Labour’s motion went through the Commons ‘on the nod’ without a formal vote.

It followed shadow communities secretary Lisa Nandy telling MPs it was “obscene” that the former Prime Minister was entitled to a severance payment of almost £19,000 after just seven weeks in office, while her Chancellor was “set to rake in £17,000” for even less.

Labour’s censure motion called on the pair to forgo at least £6000 each because of their “mismanagement of the economy while in office”, with the sum said to be equal to average yearly increase in mortgage costs.

Opposition day motions are not binding, and while past governments always tried to vote them down, recent administrations prefer MPs to abstain in these votes and ignore them.

However Labour said the Commons had not passed a similar censure motion since the 1970s, when such votes were considered binding.

Tory housing minister Lucy Frazer said it was not “appropriate” to make arbitrary demands of individuals in relation to their entitlements, which were entirely at their own discretion.

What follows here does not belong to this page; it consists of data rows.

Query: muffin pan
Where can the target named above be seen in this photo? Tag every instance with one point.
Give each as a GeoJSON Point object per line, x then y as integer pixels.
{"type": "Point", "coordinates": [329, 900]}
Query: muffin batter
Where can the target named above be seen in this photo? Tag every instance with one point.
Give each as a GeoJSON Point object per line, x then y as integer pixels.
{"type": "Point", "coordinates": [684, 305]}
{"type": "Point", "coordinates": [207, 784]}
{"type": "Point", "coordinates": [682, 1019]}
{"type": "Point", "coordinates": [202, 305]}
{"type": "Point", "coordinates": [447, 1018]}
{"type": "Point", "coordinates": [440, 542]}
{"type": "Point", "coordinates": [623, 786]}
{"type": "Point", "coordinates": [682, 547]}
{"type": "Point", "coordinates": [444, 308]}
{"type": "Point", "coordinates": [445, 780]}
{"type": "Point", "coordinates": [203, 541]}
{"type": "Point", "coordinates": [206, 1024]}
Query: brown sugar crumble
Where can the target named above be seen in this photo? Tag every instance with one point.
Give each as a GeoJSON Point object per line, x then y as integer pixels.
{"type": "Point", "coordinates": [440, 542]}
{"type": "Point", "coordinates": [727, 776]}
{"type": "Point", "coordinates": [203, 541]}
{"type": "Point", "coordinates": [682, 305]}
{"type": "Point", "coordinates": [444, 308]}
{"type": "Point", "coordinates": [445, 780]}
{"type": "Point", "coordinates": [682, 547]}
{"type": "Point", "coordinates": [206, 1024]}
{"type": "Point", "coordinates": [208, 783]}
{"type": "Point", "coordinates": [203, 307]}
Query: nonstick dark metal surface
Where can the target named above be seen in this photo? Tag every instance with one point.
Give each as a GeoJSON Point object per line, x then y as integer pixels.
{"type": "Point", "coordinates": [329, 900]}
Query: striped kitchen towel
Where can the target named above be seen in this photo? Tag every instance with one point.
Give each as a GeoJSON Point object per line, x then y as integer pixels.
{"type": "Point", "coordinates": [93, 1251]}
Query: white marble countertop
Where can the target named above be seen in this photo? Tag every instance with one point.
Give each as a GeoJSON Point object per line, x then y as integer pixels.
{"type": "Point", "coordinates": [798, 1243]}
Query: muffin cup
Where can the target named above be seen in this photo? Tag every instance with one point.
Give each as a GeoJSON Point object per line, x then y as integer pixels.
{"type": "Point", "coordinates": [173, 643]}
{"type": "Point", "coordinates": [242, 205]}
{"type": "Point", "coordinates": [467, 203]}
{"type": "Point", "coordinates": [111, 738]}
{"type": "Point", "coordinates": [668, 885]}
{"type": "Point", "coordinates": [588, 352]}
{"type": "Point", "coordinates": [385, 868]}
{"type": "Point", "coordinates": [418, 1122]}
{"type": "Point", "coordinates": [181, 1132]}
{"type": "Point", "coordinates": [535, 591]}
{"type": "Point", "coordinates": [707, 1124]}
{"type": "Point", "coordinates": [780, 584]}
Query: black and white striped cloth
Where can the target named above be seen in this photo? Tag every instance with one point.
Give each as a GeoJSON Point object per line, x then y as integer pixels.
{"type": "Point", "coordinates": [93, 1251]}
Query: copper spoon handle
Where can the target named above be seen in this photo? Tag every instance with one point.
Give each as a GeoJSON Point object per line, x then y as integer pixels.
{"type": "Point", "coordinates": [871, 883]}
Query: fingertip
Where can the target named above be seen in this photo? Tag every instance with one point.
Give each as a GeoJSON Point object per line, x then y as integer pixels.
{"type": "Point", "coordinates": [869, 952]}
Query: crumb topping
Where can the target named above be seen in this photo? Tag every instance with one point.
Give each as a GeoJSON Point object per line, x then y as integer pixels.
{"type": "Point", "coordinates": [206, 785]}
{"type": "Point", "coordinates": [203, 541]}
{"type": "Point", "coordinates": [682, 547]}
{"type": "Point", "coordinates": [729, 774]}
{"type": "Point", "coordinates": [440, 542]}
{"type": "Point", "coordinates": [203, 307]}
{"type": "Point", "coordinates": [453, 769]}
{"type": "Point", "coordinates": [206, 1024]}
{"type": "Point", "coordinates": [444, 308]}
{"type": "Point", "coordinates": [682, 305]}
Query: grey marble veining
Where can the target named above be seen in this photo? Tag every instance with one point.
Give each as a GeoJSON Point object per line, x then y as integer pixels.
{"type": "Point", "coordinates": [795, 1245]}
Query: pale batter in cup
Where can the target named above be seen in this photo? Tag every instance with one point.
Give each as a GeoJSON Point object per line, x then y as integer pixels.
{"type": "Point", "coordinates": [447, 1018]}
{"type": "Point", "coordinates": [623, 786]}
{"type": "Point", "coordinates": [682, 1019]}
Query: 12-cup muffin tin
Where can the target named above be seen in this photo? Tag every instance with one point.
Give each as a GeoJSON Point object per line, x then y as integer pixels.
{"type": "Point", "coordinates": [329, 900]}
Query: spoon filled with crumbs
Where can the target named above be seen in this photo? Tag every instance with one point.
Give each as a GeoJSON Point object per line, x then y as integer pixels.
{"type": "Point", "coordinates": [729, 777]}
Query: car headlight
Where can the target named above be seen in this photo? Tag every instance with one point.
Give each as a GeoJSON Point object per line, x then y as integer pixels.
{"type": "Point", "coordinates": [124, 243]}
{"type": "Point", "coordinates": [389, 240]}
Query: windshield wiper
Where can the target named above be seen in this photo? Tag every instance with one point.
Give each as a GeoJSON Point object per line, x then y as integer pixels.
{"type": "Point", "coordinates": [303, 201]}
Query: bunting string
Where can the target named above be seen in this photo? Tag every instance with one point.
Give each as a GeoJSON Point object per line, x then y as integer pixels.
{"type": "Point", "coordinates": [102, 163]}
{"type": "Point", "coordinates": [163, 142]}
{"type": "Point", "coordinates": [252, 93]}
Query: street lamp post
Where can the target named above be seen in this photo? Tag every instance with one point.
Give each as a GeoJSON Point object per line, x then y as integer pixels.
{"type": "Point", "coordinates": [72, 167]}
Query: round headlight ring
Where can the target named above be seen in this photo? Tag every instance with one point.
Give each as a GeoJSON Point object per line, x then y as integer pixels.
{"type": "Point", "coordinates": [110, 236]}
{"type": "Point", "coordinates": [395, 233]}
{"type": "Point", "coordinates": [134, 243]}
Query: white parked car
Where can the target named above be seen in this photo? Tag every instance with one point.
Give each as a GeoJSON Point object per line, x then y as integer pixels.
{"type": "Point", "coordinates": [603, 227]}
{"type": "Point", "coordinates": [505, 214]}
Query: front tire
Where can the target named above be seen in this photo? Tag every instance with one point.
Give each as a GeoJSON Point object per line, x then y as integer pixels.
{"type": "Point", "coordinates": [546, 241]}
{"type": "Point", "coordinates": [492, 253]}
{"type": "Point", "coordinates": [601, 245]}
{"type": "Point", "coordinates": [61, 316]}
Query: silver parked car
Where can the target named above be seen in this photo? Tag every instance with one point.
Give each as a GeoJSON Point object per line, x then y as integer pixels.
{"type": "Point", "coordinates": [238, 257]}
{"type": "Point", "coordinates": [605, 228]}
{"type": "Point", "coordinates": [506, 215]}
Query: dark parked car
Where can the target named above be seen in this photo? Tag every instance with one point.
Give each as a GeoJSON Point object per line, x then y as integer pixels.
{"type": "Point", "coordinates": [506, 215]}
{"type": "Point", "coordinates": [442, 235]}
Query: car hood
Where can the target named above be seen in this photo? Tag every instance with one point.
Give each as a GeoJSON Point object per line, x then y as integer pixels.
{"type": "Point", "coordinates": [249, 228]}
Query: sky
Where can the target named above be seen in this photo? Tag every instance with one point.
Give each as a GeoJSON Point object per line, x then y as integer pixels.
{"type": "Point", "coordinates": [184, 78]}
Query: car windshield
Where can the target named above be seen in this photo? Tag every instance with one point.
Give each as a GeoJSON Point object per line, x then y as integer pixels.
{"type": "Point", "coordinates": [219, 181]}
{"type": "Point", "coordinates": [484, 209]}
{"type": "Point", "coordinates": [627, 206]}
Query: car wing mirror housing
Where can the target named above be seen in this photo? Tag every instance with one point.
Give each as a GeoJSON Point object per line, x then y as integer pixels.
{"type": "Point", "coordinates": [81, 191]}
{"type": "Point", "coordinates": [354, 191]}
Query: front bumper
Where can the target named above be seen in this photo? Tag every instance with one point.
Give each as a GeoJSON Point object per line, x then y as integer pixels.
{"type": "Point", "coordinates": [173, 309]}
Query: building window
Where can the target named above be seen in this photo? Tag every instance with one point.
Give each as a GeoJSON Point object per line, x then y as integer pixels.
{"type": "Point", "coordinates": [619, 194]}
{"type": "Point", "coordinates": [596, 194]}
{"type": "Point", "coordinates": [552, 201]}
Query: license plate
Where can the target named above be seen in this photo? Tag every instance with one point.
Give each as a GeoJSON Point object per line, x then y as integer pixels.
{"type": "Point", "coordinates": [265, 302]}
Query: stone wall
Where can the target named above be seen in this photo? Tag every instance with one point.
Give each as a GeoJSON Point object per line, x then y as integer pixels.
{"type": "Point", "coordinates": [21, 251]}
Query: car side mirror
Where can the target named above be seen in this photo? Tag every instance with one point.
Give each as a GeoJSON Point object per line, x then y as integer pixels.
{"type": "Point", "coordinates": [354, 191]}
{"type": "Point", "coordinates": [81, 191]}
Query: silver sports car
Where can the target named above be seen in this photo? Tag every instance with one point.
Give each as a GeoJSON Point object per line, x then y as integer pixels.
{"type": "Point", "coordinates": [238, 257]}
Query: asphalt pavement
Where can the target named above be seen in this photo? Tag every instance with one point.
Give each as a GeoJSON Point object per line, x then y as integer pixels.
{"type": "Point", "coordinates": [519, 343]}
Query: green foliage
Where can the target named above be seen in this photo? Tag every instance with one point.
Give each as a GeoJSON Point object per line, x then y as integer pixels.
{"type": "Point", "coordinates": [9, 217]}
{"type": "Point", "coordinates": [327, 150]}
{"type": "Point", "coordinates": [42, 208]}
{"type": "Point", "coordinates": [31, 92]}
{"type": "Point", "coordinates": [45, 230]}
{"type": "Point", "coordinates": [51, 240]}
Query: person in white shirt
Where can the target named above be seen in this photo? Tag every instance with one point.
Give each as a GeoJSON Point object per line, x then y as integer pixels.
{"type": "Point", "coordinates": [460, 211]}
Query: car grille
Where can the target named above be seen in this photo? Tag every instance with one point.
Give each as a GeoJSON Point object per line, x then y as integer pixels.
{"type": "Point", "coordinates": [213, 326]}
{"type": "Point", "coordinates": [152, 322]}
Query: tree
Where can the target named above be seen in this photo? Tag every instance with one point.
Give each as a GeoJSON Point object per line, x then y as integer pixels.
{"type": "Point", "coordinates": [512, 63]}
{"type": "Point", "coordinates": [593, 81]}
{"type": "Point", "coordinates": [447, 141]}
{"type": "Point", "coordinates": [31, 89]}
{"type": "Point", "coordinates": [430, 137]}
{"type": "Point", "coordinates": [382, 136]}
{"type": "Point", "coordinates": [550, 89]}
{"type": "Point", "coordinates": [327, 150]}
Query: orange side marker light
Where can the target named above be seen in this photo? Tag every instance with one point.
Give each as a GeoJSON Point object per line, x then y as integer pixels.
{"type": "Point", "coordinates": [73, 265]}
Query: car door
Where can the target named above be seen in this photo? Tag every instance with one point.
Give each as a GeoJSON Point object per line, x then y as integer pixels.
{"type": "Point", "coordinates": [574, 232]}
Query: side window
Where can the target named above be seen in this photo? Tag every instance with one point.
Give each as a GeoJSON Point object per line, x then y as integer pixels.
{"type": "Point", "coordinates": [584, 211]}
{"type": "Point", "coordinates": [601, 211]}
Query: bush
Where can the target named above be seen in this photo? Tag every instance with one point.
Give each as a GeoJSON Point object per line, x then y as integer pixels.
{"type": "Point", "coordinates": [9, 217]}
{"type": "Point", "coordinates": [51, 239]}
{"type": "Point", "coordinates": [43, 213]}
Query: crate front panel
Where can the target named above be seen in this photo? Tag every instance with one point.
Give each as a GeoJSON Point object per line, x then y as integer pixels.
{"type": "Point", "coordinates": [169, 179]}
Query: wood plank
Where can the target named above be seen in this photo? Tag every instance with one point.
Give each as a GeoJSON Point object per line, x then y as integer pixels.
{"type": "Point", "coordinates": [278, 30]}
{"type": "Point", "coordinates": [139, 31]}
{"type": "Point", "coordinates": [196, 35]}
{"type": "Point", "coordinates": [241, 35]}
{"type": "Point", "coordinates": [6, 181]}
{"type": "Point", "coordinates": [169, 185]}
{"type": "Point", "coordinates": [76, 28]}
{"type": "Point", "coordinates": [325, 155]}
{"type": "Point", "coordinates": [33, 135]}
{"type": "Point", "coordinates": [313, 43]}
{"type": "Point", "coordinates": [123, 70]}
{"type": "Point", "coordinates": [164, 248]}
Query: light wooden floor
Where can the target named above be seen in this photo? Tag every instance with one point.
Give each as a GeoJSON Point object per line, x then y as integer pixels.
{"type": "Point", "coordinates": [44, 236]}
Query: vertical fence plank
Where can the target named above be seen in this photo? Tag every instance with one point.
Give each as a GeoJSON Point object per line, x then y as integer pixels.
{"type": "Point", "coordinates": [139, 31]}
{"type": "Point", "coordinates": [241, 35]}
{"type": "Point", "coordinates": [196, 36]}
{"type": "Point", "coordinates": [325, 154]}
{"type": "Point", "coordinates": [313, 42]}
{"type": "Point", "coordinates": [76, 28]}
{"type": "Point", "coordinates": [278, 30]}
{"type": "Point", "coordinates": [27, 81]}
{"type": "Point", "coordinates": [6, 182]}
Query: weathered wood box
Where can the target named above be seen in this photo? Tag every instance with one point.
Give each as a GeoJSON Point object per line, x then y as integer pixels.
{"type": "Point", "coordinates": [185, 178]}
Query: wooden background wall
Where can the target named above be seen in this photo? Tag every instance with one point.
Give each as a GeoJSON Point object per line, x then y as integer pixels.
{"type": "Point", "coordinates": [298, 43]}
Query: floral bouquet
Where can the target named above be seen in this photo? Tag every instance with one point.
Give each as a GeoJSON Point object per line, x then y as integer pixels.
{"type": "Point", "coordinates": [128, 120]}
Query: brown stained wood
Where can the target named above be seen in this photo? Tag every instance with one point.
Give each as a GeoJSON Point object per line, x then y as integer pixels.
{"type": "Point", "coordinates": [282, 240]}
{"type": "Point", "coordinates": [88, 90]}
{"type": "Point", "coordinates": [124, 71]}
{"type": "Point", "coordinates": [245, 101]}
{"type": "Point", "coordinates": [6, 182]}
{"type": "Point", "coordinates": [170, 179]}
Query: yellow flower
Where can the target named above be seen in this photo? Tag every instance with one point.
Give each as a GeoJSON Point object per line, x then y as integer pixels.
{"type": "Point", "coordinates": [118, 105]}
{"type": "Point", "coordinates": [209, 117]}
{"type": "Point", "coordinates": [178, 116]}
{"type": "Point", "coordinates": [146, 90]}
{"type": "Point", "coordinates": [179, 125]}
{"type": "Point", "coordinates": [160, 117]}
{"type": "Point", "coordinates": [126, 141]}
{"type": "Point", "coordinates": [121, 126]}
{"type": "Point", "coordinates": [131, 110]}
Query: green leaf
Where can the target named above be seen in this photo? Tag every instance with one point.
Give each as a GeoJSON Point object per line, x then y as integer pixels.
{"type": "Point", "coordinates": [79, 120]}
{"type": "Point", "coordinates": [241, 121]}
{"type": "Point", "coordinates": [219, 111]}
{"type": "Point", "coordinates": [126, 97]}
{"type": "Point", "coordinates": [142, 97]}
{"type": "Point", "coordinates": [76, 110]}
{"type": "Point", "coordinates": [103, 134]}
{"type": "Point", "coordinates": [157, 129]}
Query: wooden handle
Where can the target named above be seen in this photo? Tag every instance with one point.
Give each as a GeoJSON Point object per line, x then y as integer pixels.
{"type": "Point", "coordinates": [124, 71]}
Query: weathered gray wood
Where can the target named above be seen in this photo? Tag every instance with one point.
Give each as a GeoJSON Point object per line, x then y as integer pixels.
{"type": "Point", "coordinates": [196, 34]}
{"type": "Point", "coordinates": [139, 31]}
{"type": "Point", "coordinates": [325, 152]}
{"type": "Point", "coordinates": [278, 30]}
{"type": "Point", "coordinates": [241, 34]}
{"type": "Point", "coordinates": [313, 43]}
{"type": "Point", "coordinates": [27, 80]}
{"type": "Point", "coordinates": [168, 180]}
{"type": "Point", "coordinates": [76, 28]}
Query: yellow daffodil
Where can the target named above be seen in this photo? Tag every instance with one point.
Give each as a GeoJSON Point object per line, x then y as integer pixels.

She said Ms Truss and Mr Kwarteng “both served as ministers for a considerable amount of time before they were made prime minister and chancellor of the exchequer, and they therefore have a statutory entitlement”.

She added: “That’s not to say ministers are not able to waive such payments. That is not a matter for the Government…. (it) is entirely discretionary matter for individuals concerned.”

The housing minister also claimed it was “wholly inaccurate” to blame the mini-budget for mortgage rate increases, leading to jeers and heckles from the opposite benches.

The debate also saw Paul Howell, the Tory MP for Sedgefield, forced to apologise to three frontbench female Labour MPs after he suggested they should “shut up” and listen to him. 

There were gasps as he said: “You have chirped and talked – do you want to hear or do you want to shut up?”. He then immediately apologised.

Deputy Commons Speaker Nigel Evans accepted the apology, but reminded the Opposition: “This isn’t a chat. This is a debate.”

Shadow minister Sarah Owen said later in the debate: “When he tells us to ‘shut up’, no. “When people in this country are suffering, when people in this country cannot afford their bills, and when people in this country cannot get onto the housing ladder, no.

“I will never shut up, because they crashed the economy and we will always and proudly be on the side of ordinary working people. Perhaps maybe he should go away and learn some manners.”